Saturday, April 23, 2011

Fish and Wildlife: Report eastern Wyo. black wolf

Associated Press | Friday, April 22, 2011



Courtesy U.S. Fish and Wildlife Service

A wolf roams Campbell County near the Belle Ayr Mine in the Powder River Basin on Saturday. The wolf wandered hundreds of miles east of Yellowstone National Park.

CHEYENNE — The U.S. Fish and Wildlife Service wants people to report any more sightings of a black wolf that appears to have wandered a couple hundred miles east of Yellowstone National Park.

An officer with the U.S. Department of Agriculture’s Wildlife Services agency photographed the wolf Saturday not far from the Belle Ayre coal mine about 10 miles southeast of Gillette.

The wolf wore a radio collar but its gender is unknown.

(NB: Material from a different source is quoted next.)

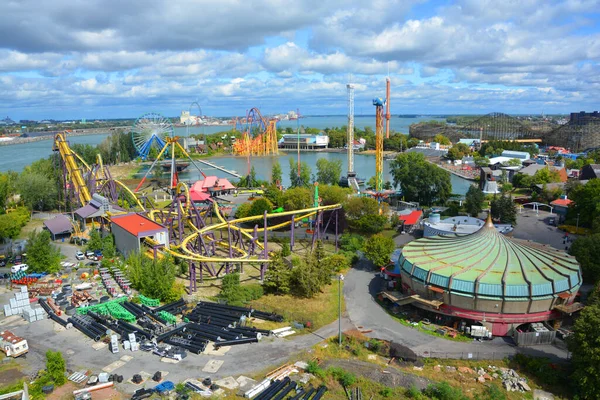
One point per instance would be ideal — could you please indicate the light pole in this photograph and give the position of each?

Mike Jimenez, the U.S. Fish and Wildlife Service’s Wyoming wolf recovery coordinator, said anybody who sees the wolf should call him at 307-733-7096. If the wolf is causing problems, such as attacking livestock, calls should go to USDA Wildlife Services at 307-261-5336, he said.

Male and female wolves tend to disperse far from their home packs between 1 and 3 years of age. That’s probably what this wolf is doing, Jimenez said Wednesday.

“It’s difficult to say whether this wolf will stick around, or whether it’s dispersing, and it could be miles away a week from now and nobody ever sees it again. We don’t know,” he said.

Many Yellowstone wolves wearing radio collars have dispersed over the years, so it’s difficult to even guess the particular history of this wolf. The Yellowstone states — Idaho, Montana and Wyoming — share radio frequencies of wolf collars and could track the wolf if it got in range and its collar still was working.

Whether Fish and Wildlife attempts to track the wolf remains to be seen.

“For a single, dispersing wolf, we probably won’t make a special flight just to look for that one. If it hangs around the area, we definitely will,” Jimenez said.

Yellowstone wolves seldom roam so far east, although a vehicle killed one on Interstate 90 in western South Dakota in 2006. Other Yellowstone wolves have made it as far south as central Colorado and Utah.

A typical dispersing wolf covers 60 to 70 miles but they’ve been tracked more than 500 miles as a crow flies and as much as 4,000 miles over the ground, Jimenez said.

“We’ll kind of just play it by ear,” he said. “When they show up in a new area, as you can imagine, that gets a lot of attention.”